The apostle Paul, the Christian traditions earliest witness, offers the most explicit discussion of marriage in the New Testament in a letter sent to the Corinthian Church.  In this letter, Paul clearly explains that marriage is fine . . . for those who cannot manage to remain unmarried as he happens to be.  Marriage is a compromise; instead, given his belief that the Lord will return soon, Paul advocates a life of celibacy or virginity.  In fact, within the first century Roman Empire, the setting for Paul’s ministry, only Roman citizens could legally marry.  Soldiers, even if citizens, were not allowed to marry.   In other words, only some within Paul’s communities, only a portion of early Christians, would have been able to legally marry; most would have lived in common-law, unofficial, “marriages.”  In light of this, when Paul talks about marriage he might actually not be talking about legal unions since marriage was limited to only an exclusive group.  Again, this points to the fact that in the biblical texts, marriage is not depicted as something unchanging and eternal, as something that should be protected as an ultimate good.  To use the biblical text in this way is problematic.
More importantly, throughout his message to the Corinthian community, a community torn up by divisions, Paul advocates putting aside hierarchies and status markers to be united in love.  Talking about the Christian community and not about couples, Paul proclaims in 1 Corinthians 13,
4 Love is patient, love is kind. It does not envy, it does not boast, it is not proud. 5 It is not rude, it is not self-seeking, it is not easily angered, it keeps no record of wrongs. 6 Love does not delight in evil but rejoices with the truth. 7 It always protects, always trusts, always hopes, always perseveres. 8 Love never fails.
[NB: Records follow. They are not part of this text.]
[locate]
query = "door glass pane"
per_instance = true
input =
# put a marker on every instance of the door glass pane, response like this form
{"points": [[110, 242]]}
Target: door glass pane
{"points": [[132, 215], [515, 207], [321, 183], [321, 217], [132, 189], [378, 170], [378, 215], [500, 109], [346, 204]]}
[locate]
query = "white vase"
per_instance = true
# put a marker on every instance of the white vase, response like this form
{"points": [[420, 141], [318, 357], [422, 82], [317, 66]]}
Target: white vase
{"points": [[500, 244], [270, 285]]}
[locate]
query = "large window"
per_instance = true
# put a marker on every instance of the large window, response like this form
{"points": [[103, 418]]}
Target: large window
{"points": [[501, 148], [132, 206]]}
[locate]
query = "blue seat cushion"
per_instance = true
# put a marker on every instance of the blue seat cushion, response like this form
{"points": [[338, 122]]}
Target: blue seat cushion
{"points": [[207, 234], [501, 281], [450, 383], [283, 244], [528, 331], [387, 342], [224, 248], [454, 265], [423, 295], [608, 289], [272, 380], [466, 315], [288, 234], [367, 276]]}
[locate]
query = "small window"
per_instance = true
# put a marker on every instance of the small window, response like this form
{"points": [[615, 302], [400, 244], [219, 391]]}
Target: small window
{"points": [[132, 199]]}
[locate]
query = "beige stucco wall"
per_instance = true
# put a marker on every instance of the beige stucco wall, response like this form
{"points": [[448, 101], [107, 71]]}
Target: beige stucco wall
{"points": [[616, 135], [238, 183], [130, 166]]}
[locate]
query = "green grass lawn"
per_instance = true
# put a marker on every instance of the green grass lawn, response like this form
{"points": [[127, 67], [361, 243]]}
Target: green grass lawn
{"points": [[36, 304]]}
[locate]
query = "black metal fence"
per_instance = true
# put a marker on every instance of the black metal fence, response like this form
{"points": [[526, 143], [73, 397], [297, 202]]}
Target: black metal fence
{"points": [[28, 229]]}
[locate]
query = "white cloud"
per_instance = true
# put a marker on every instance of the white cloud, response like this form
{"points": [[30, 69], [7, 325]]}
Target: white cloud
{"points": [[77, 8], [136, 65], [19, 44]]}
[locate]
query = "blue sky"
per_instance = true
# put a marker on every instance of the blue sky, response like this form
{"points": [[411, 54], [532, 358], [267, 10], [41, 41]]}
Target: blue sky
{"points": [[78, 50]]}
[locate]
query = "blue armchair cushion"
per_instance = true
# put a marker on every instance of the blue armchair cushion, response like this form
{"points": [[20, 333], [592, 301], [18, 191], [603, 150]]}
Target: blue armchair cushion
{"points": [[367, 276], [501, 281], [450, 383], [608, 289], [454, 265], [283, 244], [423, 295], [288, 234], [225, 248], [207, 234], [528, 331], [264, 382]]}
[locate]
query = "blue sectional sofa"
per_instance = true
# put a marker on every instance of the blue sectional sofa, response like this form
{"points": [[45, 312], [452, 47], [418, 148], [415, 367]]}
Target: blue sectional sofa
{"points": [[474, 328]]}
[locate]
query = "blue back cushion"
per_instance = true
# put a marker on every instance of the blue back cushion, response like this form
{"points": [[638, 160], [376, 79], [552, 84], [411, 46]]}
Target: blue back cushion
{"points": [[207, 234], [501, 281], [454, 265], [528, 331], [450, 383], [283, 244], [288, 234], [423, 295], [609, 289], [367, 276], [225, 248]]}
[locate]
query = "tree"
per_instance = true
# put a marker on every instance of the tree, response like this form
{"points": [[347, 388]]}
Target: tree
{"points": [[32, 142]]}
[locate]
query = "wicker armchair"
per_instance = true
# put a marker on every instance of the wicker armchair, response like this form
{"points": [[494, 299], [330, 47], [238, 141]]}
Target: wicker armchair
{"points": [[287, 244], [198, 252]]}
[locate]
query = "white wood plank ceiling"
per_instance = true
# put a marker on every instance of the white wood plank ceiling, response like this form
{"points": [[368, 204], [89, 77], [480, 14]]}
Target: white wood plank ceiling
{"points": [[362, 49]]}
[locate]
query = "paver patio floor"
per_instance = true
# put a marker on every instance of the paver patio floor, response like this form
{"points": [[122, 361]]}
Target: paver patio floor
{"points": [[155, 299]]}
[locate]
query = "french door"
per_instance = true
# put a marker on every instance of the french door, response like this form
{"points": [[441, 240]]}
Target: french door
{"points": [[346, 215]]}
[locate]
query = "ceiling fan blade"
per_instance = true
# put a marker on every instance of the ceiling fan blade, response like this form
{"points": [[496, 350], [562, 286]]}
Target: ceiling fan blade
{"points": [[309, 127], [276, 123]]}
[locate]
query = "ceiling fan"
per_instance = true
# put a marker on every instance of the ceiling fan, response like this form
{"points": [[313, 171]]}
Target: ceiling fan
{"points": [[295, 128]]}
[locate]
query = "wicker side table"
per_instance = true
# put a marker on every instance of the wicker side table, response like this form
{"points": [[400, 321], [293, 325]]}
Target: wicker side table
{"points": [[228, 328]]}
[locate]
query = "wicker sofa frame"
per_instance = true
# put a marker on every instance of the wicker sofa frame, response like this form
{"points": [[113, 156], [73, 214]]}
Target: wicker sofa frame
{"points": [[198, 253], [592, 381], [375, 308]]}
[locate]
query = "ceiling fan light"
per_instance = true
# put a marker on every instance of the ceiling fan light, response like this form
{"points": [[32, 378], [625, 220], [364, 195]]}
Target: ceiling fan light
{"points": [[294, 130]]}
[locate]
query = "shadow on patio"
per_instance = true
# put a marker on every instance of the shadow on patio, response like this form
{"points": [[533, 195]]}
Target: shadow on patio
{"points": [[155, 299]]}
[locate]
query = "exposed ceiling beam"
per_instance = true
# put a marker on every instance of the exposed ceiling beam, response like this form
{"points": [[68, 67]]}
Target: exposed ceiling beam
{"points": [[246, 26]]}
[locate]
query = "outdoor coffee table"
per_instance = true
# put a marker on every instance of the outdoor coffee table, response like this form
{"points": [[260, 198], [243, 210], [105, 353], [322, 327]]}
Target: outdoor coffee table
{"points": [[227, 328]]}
For Paul, the greatest virtue is love within the community and not love in marriage. 
I’m sharing these perspectives with you to underscore two things.  First, the Bible as a whole and the New Testament in particular does not offer an unequivocal picture of marriage and family.  Just as it does not commend same-sex marriage, it does not offer a pro-marriage, vision.  It does not idealize or idolize the image of one man and one woman, as some would argue.  Second, the writings of the New Testament, including the Gospels and the Pauline letters, subordinate social relationships, such as marriage, to love, love of neighbor and love within the community.  I hope that as you listen to perspectives on Amendment One, you think carefully about how people use the biblical texts to justify their position.  The Bible is not a tool for arguing for or against other-sexed or same-sex marriage. 
Speaking personally, as someone within the Christian community, my fear is that Amendment One runs the risk of bringing animosity between neighbors and dividing communities.  To pass legislation which is redundant, to go out of the way to amend the Constitution with the only outcome being the reassertion that one group has rights and privileges that another group does not have is antithetical to love.  It is hurtful and hateful.